My insides trembled as I considered the possibility of her being wrong. If I couldn’t somehow figure out a way to fix this thing between Zev and me, I wasn’t convinced he’d make sure we got back to where we used to be. There was a time when I’d never doubt that, but now I wasn’t so sure.

“Tillie?” my mom called.

“Yeah?” I answered.

“No matter what happens, always take care of yourself,” she advised. “I’d like to think I’m right about Zev, but if I’m not, you need to take care of yourself. I know that’ll be hard because you’ve always had Zev and Liam there for you. But it’s important. You’ll spend a lot more than just a few days sitting at your wheel if you don’t make yourself a priority.”

“Well, then you’ll be happy to know that I’m going to be doing just that today when I get myself out of this house.”

“Where are you going?” she asked.

“I’m not sure yet,” I admitted. “I just know that I need a day outside.”

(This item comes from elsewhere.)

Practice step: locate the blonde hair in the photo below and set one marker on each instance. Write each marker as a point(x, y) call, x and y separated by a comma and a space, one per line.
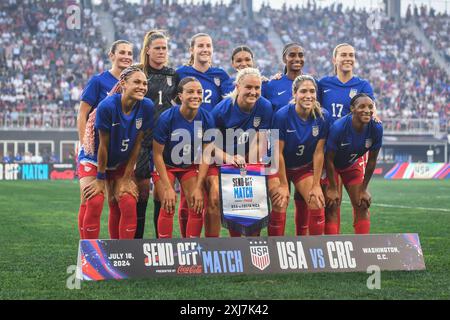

“Good. I think that’s a great idea,” she remarked. “And you know that if you ever need to get away for a while, we are always here for you. We’d love a visit from you.”

“I know. I appreciate that, Mom,” I told her.

The two of us stayed on the phone for a little while longer talking about inconsequential things. I think my mom knew I needed something other than the heartbreaking reality I was currently dealing with to fill my head. So, she offered that in the form of an extended conversation about nothing in particular. I was grateful for her perception of my state of mind and thankful that she was willing to do what I needed in that moment to feel better.

Twenty minutes after I’d made the call, my mom and I disconnected. Then, I made my way to my bedroom to get myself ready. I still didn’t have a plan or destination. I figured once I got in the car, I’d drive around until I ended up somewhere I wanted to be.

 


When I woke up earlier this morning, I thought I was going to be taking the next step in trying to heal myself by simply getting out of the house I hadn’t left in days.

While I succeeded in the first part of my plan by not just going back to my pottery wheel and by actually going outside, I wasn’t convinced this was going to be as therapeutic for me as I had originally hoped.

In fact, I was starting to think that it was counterproductive because right now I was feeling more heartache than when I was home.

After stopping to grab a coffee at my favorite café, which was another attempt to brighten my mood, I found myself driving to one of the parks I’d gone to many times over the years with Zev and Liam. It was the one with the lake that we’d come to swim in often. The same lake we all made declarations about what we were going to be when we grew up.

The same place we made promises to each other to always be there for one another for the rest of our lives.

Liam held true to that promise, though I never thought his life would have ended so soon.

Zev did not.

Or, at least, he wasn’t currently.

And as I sat there in the blazing heat of the Arizona desert sun feeling nothing but a cold emptiness settle inside me, I could only hope that my mom was right.

That Zev wouldn’t cut me out completely.

That he just needed time to grieve and heal.

That if I truly thought we were going to end up there and I pushed to fight for the both of us, he’d never allow me to walk away.

In any other situation, I would have had more faith in my mother’s words. In this situation, I had to be realistic.